Bioenergetics

Lycera has unique expertise in the emerging area of cellular bioenergetics, a field of biology focused on studying how energy is made and utilized in both normal and disease-causing cells. The aim of Lycera’s bioenergetics program is to develop orally available small molecules that exploit bioenergetic abnormalities in pathologically activated lymphocytes and result in the selective silencing of these cells.

Cartoon of the Mitochondrial
F1F0 - ATPase (click to expand)

Cartoon of the Mitochondrial F1F0 - ATPase

Lycera’s bioenergetics program originated from the lab of the company’s founder and chief scientific officer Gary D. Glick, Ph.D., at the University of Michigan. This effort identified a proprietary family of pro-apoptotic compounds that possess steroid-like efficacy in animal models of lupus, rheumatoid arthritis, psoriasis, graft-versus-host disease and inflammatory bowel disease (colitis).

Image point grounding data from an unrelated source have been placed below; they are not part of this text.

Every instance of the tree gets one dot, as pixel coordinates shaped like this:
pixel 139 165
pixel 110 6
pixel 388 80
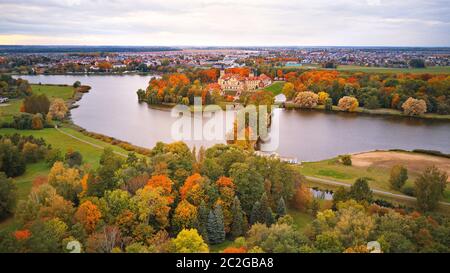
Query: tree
pixel 249 184
pixel 288 90
pixel 189 241
pixel 328 104
pixel 215 226
pixel 58 109
pixel 73 158
pixel 238 225
pixel 349 104
pixel 151 207
pixel 66 181
pixel 12 162
pixel 399 175
pixel 360 190
pixel 88 215
pixel 281 208
pixel 323 97
pixel 202 220
pixel 429 187
pixel 414 107
pixel 8 196
pixel 302 198
pixel 37 122
pixel 307 99
pixel 185 216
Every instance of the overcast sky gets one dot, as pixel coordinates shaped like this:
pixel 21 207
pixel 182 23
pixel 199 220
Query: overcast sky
pixel 227 23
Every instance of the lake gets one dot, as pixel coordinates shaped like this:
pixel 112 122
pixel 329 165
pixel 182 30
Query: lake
pixel 111 108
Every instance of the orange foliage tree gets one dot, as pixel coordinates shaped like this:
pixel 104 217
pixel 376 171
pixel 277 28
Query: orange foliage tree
pixel 88 215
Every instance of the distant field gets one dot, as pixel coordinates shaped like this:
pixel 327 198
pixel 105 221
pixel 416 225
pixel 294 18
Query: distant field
pixel 53 91
pixel 8 110
pixel 275 87
pixel 376 166
pixel 430 70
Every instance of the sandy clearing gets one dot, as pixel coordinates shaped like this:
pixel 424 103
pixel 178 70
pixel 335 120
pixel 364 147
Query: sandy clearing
pixel 415 162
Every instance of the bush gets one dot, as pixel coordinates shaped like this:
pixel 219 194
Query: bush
pixel 349 104
pixel 414 107
pixel 307 99
pixel 399 175
pixel 408 190
pixel 346 160
pixel 329 105
pixel 73 158
pixel 8 196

These compounds differ from current therapies as they are not broadly toxic and are highly selective for pathogenic, disease-causing lymphocytes in preference to the normal immune cells that fight infection.

These agents modulate the mitochondrial F1F0-ATPase, which is an enzyme that is central to respiration and ATP production within cells. Differences in the way disease-causing immune cells make ATP compared to normal lymphocytes sensitizes them to modulation of the F1F0-ATPase. These discoveries represent fundamental new knowledge about immune diseases and new ways to treat them. Agents that modulate the F1F0-ATPase will therefore be unique, first-in-class drugs to treat a broad spectrum of conditions. Such drugs are expected to have significant advantages over existing products, including better efficacy, fewer side effects (particularly unwanted immunosuppression) and greater ease of administration.